Sanghwan Kim
Video Question Answering (VideoQA) is a complex task that requires vision-language models (VLMs) to process extensive video inputs both spatially and temporally, and generate accurate natural language answers to given queries. This capability holds significant potential, particularly for VR/AR applications in wearable devices that interact with users in real time.
Previous approaches in VideoQA leverage powerful large language models, pretraining them at scale on multimodal web corpora. Despite recent advancements, there remains a risk that VLMs may rely on language shortcuts (e.g., generating answers without attending to visual input) or learn spurious vision-language correlations (e.g., producing the same answers for specific visual scenes). Consequently, a primary concern is whether VLMs can generate answers genuinely grounded in visual content.
Our goal is to ensure that VLMs output answers with corresponding time frames and bounding boxes in the video, enhancing the reliability and explainability of these models. This allows users to verify which parts of the video the VLMs are focusing on.
We propose building our model based on the BLIP-3 framework, an open-sourced VLM trained on diverse multimodal datasets.
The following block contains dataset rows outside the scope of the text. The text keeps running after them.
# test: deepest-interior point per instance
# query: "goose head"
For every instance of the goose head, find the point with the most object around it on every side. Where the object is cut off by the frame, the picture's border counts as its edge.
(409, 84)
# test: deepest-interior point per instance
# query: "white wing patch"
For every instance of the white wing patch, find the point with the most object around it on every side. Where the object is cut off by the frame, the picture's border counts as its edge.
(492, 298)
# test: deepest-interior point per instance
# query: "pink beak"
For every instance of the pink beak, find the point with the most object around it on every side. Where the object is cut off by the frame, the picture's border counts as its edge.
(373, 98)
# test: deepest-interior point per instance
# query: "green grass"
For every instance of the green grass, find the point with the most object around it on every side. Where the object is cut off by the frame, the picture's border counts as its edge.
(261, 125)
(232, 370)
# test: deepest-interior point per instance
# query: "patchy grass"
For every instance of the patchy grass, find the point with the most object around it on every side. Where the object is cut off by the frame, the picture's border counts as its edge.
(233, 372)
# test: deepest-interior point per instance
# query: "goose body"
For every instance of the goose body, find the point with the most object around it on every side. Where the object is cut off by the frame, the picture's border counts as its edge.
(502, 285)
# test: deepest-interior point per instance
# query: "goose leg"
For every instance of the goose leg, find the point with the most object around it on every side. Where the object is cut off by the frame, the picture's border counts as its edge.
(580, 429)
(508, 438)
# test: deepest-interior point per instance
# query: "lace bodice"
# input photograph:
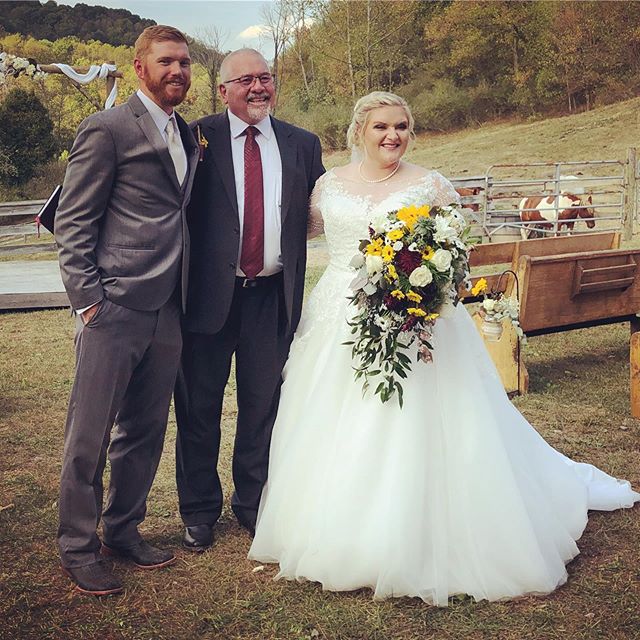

BLIP-3's design naturally accommodates both multiple images and text inputs, making it adaptable for VideoQA settings. Additionally, our Video Backbone will aggregate information along temporal and spatial dimensions, similar to CAT-Seg, which performs spatial and class aggregation for segmentation tasks with pretrained VLMs.
By grounding answers in visual content, we aim to develop more reliable and explainable VideoQA models, paving the way for advanced applications in VR/AR and beyond.